# Analysing Data + Statistics

In this lesson, we will be analysing a dataset from the World Health Organisation. 
Looking at the code you will notice some parts are incomplete and have '__' written instead. This means that you need to complete that part of the code. In some other parts, you will need to write your own code.

You will also find hyperlinks to documentation on different functions that we will use. It is recommended to look at them to familiarise yourself with what you are doing.

There are also questions to be completed. This can be done in one or two sentences.

In [None]:
#First, we need to import the tools we will be using.
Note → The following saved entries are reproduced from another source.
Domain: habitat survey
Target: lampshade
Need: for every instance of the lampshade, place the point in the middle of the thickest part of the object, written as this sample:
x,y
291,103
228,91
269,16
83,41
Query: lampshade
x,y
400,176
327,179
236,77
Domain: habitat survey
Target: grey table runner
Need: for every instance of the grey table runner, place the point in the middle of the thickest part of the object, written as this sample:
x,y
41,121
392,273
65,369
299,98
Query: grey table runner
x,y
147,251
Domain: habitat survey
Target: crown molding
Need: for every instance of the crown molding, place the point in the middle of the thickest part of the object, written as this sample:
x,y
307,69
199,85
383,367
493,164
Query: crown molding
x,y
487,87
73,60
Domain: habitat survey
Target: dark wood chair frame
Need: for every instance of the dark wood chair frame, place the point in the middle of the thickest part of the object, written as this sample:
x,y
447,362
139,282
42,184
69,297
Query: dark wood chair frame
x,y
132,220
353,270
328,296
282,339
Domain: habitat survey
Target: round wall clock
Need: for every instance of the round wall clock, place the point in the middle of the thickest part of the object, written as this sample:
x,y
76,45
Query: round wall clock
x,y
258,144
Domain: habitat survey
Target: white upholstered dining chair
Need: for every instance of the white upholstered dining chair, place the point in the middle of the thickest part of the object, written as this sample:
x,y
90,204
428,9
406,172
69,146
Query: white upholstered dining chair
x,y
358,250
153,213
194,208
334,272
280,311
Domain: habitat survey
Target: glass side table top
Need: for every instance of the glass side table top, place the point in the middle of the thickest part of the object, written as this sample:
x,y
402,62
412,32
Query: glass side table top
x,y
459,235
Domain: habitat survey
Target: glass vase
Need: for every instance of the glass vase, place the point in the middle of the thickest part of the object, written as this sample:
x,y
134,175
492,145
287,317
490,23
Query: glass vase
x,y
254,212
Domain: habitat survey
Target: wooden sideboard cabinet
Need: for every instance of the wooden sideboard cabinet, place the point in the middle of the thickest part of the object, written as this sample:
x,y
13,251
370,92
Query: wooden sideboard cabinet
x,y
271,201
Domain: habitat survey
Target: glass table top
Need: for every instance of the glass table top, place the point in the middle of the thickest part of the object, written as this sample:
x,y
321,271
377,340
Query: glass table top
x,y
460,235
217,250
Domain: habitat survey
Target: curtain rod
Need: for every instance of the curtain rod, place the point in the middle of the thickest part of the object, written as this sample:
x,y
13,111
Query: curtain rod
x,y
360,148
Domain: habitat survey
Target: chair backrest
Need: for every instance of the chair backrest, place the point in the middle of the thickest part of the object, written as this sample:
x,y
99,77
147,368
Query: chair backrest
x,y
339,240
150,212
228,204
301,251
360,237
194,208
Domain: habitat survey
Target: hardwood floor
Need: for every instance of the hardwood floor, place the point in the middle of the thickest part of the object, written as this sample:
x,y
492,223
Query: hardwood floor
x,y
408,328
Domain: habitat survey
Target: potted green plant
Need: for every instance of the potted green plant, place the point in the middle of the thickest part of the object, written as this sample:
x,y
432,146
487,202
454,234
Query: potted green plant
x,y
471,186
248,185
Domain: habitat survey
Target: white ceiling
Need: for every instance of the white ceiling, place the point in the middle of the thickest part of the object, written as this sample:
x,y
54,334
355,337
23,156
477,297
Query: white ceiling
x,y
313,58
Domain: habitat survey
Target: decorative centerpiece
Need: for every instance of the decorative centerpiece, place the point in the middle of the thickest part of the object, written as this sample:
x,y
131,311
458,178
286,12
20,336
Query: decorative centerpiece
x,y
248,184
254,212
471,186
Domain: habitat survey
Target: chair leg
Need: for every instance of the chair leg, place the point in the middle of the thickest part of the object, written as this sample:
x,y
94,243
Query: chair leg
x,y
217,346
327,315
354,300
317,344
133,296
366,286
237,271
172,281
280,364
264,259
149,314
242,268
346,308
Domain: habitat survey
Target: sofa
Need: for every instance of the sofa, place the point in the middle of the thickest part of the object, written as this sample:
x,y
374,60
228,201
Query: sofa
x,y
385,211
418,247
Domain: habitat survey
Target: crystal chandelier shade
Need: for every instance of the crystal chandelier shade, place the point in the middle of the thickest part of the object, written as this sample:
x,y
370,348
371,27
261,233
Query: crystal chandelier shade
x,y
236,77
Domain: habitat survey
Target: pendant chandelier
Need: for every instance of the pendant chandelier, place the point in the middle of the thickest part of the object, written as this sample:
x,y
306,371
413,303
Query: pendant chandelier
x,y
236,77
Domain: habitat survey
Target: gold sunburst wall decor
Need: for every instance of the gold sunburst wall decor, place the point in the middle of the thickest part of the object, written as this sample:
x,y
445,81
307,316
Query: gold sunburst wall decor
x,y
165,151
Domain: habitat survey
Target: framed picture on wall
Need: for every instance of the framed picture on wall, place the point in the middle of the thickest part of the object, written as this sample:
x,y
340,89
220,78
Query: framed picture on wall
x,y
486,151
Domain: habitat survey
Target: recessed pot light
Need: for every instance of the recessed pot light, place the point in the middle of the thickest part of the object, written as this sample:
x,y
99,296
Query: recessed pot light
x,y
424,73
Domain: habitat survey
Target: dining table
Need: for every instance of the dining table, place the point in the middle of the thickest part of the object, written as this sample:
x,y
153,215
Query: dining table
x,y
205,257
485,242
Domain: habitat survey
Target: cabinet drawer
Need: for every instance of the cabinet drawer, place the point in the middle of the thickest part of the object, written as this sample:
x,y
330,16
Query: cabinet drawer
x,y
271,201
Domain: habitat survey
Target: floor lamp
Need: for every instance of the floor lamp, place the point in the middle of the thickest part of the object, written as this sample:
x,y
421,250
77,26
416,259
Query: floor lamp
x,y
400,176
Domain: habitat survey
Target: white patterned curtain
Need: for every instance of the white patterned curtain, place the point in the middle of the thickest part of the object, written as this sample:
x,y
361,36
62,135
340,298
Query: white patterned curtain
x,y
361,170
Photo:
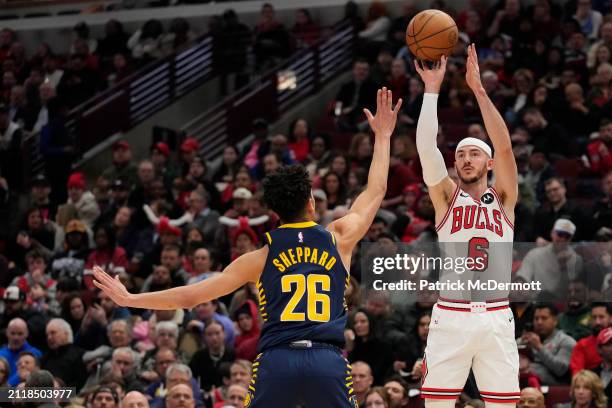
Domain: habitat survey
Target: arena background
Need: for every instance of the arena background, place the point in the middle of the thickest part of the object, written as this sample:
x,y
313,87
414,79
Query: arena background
x,y
135,135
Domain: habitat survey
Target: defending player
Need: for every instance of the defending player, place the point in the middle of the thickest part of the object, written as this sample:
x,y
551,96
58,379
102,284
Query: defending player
x,y
475,329
301,275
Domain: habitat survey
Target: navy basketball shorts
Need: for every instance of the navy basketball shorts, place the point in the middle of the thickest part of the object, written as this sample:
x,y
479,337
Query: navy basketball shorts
x,y
317,376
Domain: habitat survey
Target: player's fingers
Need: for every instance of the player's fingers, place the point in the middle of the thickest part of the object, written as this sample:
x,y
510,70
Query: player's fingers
x,y
384,102
398,106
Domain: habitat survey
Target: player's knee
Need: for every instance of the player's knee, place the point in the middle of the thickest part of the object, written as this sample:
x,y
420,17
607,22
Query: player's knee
x,y
436,403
Links to documentation of the different
#tools we will be using can be found on the explanation of each point.
import os
import pandas as pd
import matplotlib.pyplot as plt
import numpy as np
import seaborn as sns
import math

### Activity 1: Getting to know our data

Now, we need to load the data we will be using.

For this we have to get the path to the data we are using, and then read the file. In this case, it is in the datasets
folder inside our working directory called 'datasets', and the file name is 'who_countries.csv'. This dataset contains health information on several countries of the world from 2000 to 2015.


In [None]:
#Get the path to the file we will be using. In this case, the dataset is under the datasets folder
path = os.path.join(os.getcwd(), 'datasets', 'who_countries.csv')
#Load the data into the countries_info variable. This results in a DataFrame object.
countries_info = pd.read_csv(path, delimiter = ',')
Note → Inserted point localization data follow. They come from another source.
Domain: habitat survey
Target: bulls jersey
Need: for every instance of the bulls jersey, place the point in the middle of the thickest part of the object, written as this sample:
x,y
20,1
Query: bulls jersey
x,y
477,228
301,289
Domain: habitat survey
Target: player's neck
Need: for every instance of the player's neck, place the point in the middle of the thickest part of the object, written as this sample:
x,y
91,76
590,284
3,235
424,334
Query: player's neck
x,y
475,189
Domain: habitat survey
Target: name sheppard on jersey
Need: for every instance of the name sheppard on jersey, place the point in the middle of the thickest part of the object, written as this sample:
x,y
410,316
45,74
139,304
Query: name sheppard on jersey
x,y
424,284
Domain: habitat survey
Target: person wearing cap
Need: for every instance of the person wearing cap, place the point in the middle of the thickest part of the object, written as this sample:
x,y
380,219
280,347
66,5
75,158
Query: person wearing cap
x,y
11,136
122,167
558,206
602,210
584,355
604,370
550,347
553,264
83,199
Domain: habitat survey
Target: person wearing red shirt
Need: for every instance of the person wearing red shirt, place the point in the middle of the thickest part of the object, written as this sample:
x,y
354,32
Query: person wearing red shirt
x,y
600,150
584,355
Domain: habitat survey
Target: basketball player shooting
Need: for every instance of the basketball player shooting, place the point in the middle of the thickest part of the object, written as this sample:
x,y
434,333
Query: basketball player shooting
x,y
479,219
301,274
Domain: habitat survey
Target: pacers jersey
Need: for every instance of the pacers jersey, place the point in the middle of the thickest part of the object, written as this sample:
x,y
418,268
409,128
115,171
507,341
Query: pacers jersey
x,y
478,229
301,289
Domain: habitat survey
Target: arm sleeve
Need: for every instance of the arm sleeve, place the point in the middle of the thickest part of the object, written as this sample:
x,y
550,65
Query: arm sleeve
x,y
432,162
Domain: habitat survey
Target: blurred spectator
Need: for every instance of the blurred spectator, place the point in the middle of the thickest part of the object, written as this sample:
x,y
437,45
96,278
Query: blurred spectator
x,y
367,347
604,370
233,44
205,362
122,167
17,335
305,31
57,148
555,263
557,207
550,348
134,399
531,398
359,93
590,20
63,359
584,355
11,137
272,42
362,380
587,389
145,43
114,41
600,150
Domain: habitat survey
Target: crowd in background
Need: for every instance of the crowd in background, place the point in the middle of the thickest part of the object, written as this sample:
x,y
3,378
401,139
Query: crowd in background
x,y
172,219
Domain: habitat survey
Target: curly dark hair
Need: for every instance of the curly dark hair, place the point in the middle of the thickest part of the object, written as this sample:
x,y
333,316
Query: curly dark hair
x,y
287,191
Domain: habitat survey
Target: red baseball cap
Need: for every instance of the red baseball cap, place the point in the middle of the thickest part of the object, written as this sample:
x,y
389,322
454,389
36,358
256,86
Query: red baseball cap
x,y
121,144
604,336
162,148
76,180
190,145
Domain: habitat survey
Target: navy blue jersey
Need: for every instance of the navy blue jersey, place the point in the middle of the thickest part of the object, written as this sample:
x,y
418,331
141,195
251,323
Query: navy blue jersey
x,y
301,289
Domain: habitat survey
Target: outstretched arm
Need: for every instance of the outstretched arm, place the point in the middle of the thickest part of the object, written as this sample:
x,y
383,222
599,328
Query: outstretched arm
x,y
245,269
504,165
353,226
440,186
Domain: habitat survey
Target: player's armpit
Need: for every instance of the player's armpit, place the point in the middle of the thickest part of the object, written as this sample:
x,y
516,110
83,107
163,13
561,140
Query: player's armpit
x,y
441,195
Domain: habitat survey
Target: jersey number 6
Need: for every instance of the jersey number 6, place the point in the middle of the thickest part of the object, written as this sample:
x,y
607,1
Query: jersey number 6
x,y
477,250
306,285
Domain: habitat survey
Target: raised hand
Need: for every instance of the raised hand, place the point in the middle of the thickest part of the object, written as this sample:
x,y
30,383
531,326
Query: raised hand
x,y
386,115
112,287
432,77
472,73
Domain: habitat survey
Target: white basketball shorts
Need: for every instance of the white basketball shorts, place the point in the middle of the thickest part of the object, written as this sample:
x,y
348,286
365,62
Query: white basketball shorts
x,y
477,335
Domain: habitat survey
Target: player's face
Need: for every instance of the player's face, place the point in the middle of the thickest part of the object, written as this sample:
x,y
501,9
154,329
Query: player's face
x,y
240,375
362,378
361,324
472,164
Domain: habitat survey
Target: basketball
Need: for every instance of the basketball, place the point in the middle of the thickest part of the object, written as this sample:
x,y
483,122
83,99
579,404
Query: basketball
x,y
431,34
Now we we will look at the dataset that we have loaded.

In [None]:
#Just writing the name of a variable in a cell is enough to print its value
countries_info

This gives us a rough idea of the data we are working with, but we can get more information with the *describe()* function. 

In [None]:
#Use the DataFrame function describe() to see a summary of the dataset
__.describe()



***What is the input data used for calculating these measures?***

***Do you think this mean can tell us anything? Why? Is this applicable to the other measures?***

### Activity 2

Now look at the same data, but only taking that from 2015. Comment on the key features you observe.

In [None]:
#The .loc[a] function allows us to get data from a DataFrame that satisfies a condition a
info_15 = countries_info.loc[countries_info['Year'] == __]
#In this case, we are getting the data that has 2015 as a value on the 'Year' column

#Use the describe() function again to see the summary of our selected data
__

***What does the mean in 'Life expectancy' represent here?***


***Looking at the percentiles, how many countries do you estimate have a life expectancy of about 77 years or more?***



In this activity, we will be working with the GDP and Life expectancy attributes. GDP stands for [Gross Domestic Product](https://www.investopedia.com/terms/g/gdp.asp), and it gives a sense of how rich a country is.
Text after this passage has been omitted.